5 Great Immigrant Narratives in YA

It has been said a billion times, especially in the past few months: the United States is a nation comprised largely of immigrants. If your ancestors weren’t Native and/or brought over against their will, at some point they made their way here on the promise of an escape from persecution and/or the pursuit of the American dream. For teens, being minors poised on the edges of their majority futures and generally not being among their families’ decision makers, these stories’ representation in fiction has rapidly increasing relevance, especially as the nation’s laws are shifting. Here are five great tributes to the journey made from different corners of the globe, written by authors who either came over themselves from the countries represented in these stories or work very closely with those who do. (Please note: this list focuses on American immigration stories. For a great one set in Australia, check out Alice Pung’s Lucy and Linh.)

American Street, by Ibi Zoboi
Fabiola and her mother are finally getting out of Haiti for good, reuniting with family in Detroit, and getting started on their American dream. At least, that’s the plan. Then Fabiola’s mother gets detained, and Fabiola herself—born in the U.S.—is forced to move forward alone. As she awaits the day she and her mother will finally be reunited, Fabiola does her best to settle in with her mysterious aunt and her three strong-minded cousins. But adjusting isn’t easy…especially when she’s surrounded by dangerous secrets. Just how far Fabiola will go to get her mother back is anyone’s guess, and emotional support comes in the most unexpected of places in this vibrant, high-stakes debut infused with Haitian vodou.

The Secret Side of Empty, by Maria Andreu
M.T.’s done just fine in school and in life as an undocumented immigrant from Argentina, but now that she’s a senior and all talk has turned to the future, it’s impossible for her to ignore the fact that her plans don’t look anything like her friends’. In fact, she doesn’t really have any plans at all—how can she when everything seems dependent on having pieces of paper she can’t get? While M.T. slowly recedes from her social and academic lives in order to avoid explaining why she can’t go on an international trip, get her license, or apply to college, she’s also dealing with the fact that her abusive father wants the family to return to Argentina, a future M.T. can picture even less. Without support from those around her, she’ll have to rely on herself to find a way forward, and that may mean putting a whole lot of trust in people, including herself, to make the seemingly impossible happen. This raw and touching first novel draws heavily on the author’s own experiences.

The Sun is Also a Star, by Nicola Yoon
Yoon’s sophomore novel has been holding steady as a New York Times bestseller, has been listed for pretty much every award imaginable, and, in my personal opinion, deserves every single accolade. It’s the story of Natasha, on a last-minute mission to save her family from deportation back to Jamaica, and the guy she fiercely connects with on what might be her final day in New York: Daniel, who is himself the son of Korean immigrants.
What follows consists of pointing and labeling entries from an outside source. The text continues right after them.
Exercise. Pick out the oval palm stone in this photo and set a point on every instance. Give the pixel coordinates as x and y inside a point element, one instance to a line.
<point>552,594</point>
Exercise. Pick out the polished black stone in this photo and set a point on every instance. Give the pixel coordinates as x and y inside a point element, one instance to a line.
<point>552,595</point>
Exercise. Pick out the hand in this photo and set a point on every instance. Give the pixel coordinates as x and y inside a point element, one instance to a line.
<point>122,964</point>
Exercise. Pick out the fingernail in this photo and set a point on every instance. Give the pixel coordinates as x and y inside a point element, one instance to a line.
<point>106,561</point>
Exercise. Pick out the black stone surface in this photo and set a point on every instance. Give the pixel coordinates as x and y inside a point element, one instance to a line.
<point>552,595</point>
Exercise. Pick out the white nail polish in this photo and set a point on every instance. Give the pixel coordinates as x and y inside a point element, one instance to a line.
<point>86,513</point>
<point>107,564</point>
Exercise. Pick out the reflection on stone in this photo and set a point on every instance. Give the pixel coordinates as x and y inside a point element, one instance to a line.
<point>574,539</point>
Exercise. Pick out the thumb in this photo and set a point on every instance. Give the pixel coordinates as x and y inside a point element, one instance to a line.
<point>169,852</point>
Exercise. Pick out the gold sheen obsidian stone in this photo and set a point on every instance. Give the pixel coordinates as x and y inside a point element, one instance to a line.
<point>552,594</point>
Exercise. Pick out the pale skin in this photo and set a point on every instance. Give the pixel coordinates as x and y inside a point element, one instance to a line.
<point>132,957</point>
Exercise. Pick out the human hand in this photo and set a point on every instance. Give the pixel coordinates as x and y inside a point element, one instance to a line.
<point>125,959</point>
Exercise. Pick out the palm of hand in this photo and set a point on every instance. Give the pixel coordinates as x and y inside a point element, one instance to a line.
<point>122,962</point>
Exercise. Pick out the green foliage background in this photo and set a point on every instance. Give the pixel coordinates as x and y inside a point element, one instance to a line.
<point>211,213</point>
The story alternates between their points of view as they fall for each other while Natasha races around the city in order to accomplish her goal, while also interspersing brief chapters narrated by secondary characters sharing their own experiences with immigration and the U.S.

Something in Between, by Melissa de la Cruz
Jasmine has worked her butt off for years to achieve academic excellence, and it pays off in a major way when she gets a huge scholarship that guarantees a free ride to the college of her choice. She can’t wait to share the good news with her parents, but they’re not quite as excited as she is—they’re the ones who have to break the news to her that they’re undocumented, and thus she can’t keep the scholarship. But when it turns out her new boyfriend is the son of the very congressman fighting to send her family back to the Philippines, saving them all becomes a very real fight, hinging on Jasmine’s stellar achievement record. With the threat of everything she has being ripped out from under her and nothing left to lose, Jasmine won’t give up without a fight.

The Radius of Us, by Marie Marquardt
Phoenix and his brother Ari came to the States from El Salvador to escape gang violence, but while Phoenix is living fairly freely with the women who took him in as a foster kid while he awaits his asylum hearing, Ari remains stuck at a juvenile detention facility, rendered selectively mute as a result of the atrocities they witnessed on their journey across the Mexican border. It’s during this waiting period that Phoenix meets Gretchen, a girl suffering from her own PTSD after an attack, who wants to make good after a bad first impression. As the two get closer, their unlikely friendship turns into more, with perfect timing…because Phoenix is being threatened with deportation and needs all the support he can get.